Intended for healthcare professionals

Letters Covid-19: psychological effects on healthcare workers

Digital approaches for mental health in the age of covid-19

BMJ 2020; 369 doi: https://doi.org/10.1136/bmj.m2541 (Published 29 June 2020) Cite this as: BMJ 2020;369:m2541
  1. Bernard P Chang, associate professor of emergency medicine1,
  2. Ronald C Kessler, McNeil family professor of health care policy2,
  3. Harold A Pincus, professor3,
  4. Matthew K Nock, Edgar Pierce professor of psychology4
  1. 1Department of Emergency Medicine, Columbia University Irving Medical Center, 622 West 168th Street, VC2—Suite #260, New York, NY 10032, USA
  2. 2Department of Health Care Policy, Harvard Medical School, Boston, MA, USA
  3. 3Department of Psychiatry, Columbia University Irving Medical Center, New York, NY, USA
  4. 4Department of Psychology, Harvard University, Boston, MA, USA
  1. bpc2103{at}cumc.columbia.edu

Gold’s editorial on psychological first aid interventions recognises the major psychological consequences arising in the covid-19 pandemic.1 In this current climate, mounting effective mental health responses faces challenges, including the widespread reduction of available in-person mental health services and broad limitations in mobility as a result of the public health measures enacted.

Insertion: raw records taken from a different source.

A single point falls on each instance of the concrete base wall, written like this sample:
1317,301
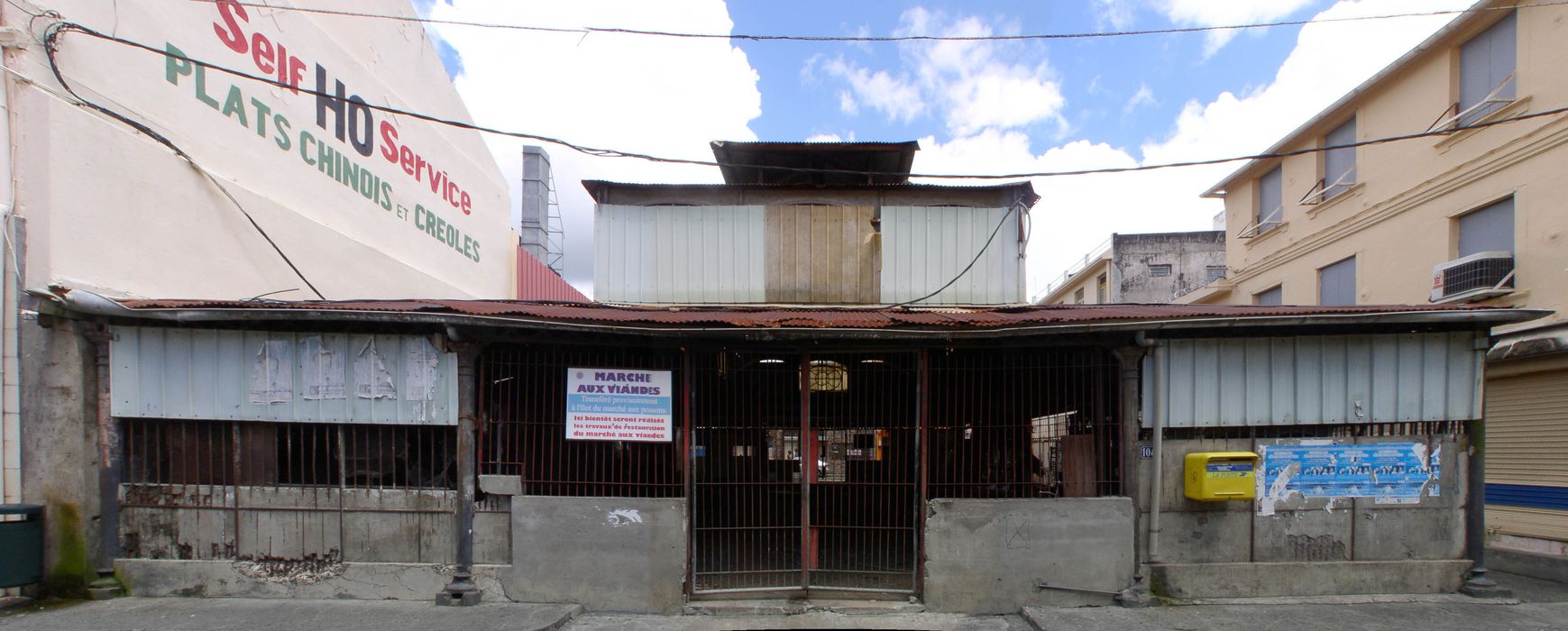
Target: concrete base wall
1307,578
988,556
261,580
602,553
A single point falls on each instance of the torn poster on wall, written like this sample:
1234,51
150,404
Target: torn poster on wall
271,373
322,370
372,378
419,367
1391,473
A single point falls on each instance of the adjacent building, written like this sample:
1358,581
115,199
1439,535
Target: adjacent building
1468,214
223,151
1148,268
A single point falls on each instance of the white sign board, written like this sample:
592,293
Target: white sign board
619,405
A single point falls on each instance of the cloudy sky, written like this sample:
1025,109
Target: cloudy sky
976,106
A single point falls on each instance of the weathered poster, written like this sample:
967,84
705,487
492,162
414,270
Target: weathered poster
322,370
619,405
419,367
271,373
372,378
1396,473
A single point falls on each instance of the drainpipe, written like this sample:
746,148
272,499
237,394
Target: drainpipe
10,312
110,473
1479,584
1156,475
1131,361
462,590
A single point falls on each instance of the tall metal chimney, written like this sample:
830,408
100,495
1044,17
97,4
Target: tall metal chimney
535,202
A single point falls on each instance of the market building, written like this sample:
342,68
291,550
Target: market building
787,412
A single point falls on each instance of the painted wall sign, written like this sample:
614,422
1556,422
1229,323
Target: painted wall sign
619,405
1396,473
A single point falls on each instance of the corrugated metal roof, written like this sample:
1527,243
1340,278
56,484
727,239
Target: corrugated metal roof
596,188
774,316
538,282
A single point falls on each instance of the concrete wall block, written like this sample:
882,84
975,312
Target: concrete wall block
289,535
1206,537
240,580
1308,578
1399,533
1303,535
985,556
602,553
492,537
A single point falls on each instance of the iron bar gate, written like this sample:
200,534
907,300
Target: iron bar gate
804,471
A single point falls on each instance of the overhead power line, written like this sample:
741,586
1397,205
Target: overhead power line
72,27
852,38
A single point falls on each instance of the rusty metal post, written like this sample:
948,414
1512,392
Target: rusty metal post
1131,362
110,473
462,590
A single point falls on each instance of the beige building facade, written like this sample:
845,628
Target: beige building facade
1470,214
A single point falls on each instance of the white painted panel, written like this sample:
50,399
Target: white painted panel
679,254
927,246
1330,380
207,375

Covid-19 is occurring in an age of unprecedented adoption of digital technology, creating opportunities for data driven testing and dissemination of effective solutions to assess and treat mental health problems in the wake of the pandemic. Digital mental health programmes offer the ability to respond quickly and efficiently and to reach people over great distances with minimal mobility requirements.

There are currently over 10 000 smartphone apps related to mental health, each with diverse approaches ranging from remote cognitive behavioural therapy to the use of automated “chat bots.”2 Despite the large number of available digital treatment options, little evidence based guidance exists. It is vital to deploy digital mental health services that are evidence based and efficacious.

Pragmatic clinical trials could allow us to rapidly assess the association between digital interventions and outcomes in a real world context.3 Whereas randomised trials of traditional mental health interventions typically take years, recent studies using digital interventions have shown that they can be carried out among more than 1000 participants in a matter of weeks.4 Pragmatic trials could lead to dramatic enhancements in our abilities to monitor, assess, and treat mental health, not just during covid-19 but potentially for populations in historically underserved areas such as rural populations or low income regions, faced with limited availability of local mental health resources.

Guided by a rigorous evidence based approach, digital health solutions might be the “killer app” to help combat the behavioural and psychosocial fallout from this global pandemic.